The short answer is no.
Divorce Can Be Obtained Unilaterally
Under Canadian law, there is no requirement that both spouses must agree to divorce before it can happen. So, your ex does not need your participation to legally divorce you.
As long as he or she files the correct documents with the court, and provides you with the required notice, the divorce can go forward, even against your will.
This means none of the following actions/inactions will stop a divorce from happening:
- Refusing to move out of the matrimonial home you shared with your ex
- Failing to respond to divorce papers that have been filed and served on you by your ex
- Failing to file your own response to your ex’s divorce materials
- Not showing up for a court hearing in your divorce litigation
How Can My Ex Get A Divorce Without Me?
Under Canadian law, there is a simple threshold for when a divorce can be obtained. Your ex needs to show that there has been a “breakdown of the marriage,” which involves three possible grounds:
- Separation (with no fault attributed). This means you and your ex have been separated from each other for at least one full year.
- Adultery. This requires your ex to prove that you have committed adultery since your wedding.
- Cruelty. This requires your ex to prove that since your wedding, you have treated him or her with “physical or mental cruelty of such a kind as to render intolerable” your continued cohabitation.
Most people will select the first option and go through a one-year separation.
Do I Have Any Options?
Even though you can’t stop an unwanted divorce, there are some things that you can do to try to make the marriage work. If your ex is willing to go, you can try marriage counselling.

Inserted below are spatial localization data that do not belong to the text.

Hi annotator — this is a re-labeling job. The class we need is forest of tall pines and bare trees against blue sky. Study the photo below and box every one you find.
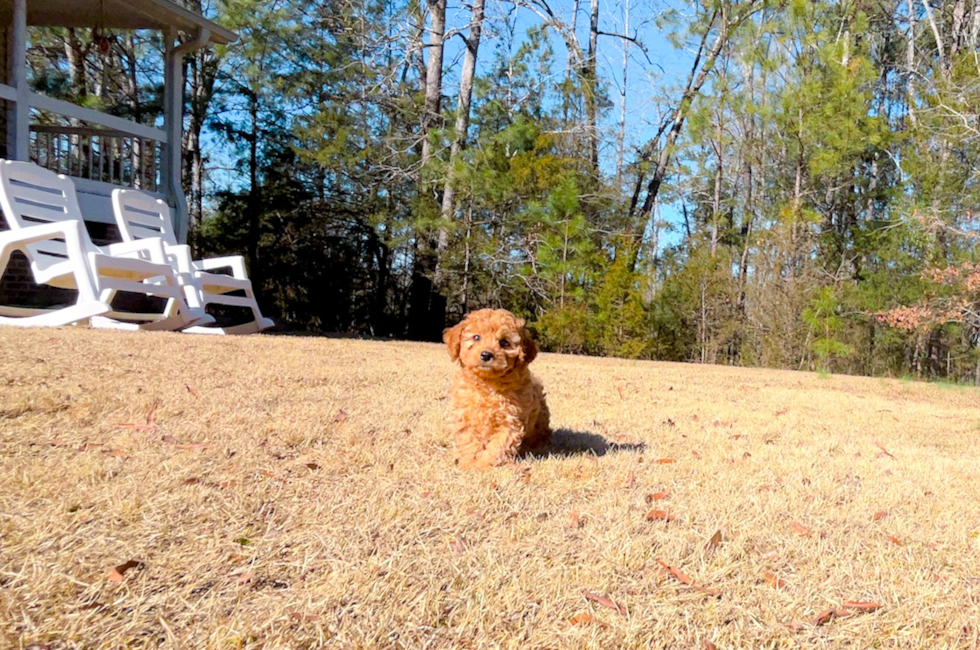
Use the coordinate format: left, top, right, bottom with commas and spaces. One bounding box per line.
23, 0, 980, 382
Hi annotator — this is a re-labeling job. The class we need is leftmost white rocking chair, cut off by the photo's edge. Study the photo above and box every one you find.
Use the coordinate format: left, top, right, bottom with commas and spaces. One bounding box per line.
0, 160, 199, 330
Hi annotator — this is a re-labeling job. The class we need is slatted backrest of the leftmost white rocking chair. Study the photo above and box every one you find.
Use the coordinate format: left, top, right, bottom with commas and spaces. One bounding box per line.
0, 159, 97, 268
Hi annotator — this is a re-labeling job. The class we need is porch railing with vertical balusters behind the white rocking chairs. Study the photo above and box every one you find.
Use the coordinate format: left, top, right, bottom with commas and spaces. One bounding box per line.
28, 124, 164, 192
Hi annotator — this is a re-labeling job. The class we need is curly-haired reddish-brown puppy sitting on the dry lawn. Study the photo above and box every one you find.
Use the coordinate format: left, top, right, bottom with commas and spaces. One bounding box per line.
442, 309, 551, 469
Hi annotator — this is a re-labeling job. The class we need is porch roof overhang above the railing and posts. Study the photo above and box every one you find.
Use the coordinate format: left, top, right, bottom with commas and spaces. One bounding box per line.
0, 0, 238, 43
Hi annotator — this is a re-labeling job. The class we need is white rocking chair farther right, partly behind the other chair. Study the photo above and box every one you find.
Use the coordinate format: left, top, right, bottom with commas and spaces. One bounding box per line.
112, 189, 275, 334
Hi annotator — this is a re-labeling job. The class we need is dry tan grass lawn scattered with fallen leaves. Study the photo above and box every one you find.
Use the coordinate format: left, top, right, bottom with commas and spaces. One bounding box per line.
0, 329, 980, 649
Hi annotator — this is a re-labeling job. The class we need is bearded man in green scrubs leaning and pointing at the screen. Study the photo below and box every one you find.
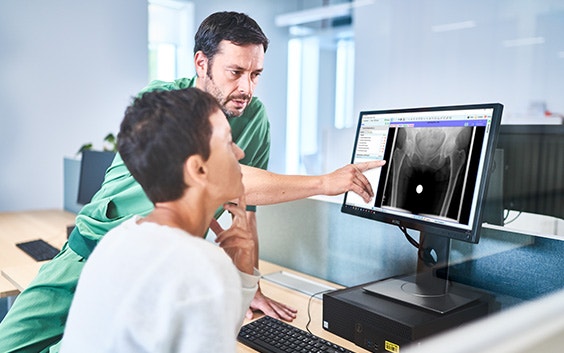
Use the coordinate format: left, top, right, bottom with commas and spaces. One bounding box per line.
0, 12, 380, 353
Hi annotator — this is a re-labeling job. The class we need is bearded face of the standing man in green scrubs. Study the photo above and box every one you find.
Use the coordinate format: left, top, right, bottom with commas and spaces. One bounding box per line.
196, 41, 264, 117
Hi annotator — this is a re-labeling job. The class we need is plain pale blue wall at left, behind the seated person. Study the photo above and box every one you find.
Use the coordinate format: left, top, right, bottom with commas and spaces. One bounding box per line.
0, 0, 148, 211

If those efforts fail, then it is best for all parties to try and work towards an amicable divorce.
Why Should I Cooperate?
If your ex is determined to go ahead with a divorce against your wishes, your next-best option is to optimize the outcome of the divorce for yourself. This can include:
- Negotiating a separation agreement with your ex, ideally with the help of an experienced family lawyer
- Familiarizing yourself with the upcoming divorce process, and hiring a lawyer as soon as possible to help you with the steps in the litigation
- Participating in formal mediation and other alternative dispute resolution methods with him or her
Remember, your ex will get a divorce order, but if you are constantly fighting and delaying the process, the outcome of the divorce will likely suit his or her wants and needs.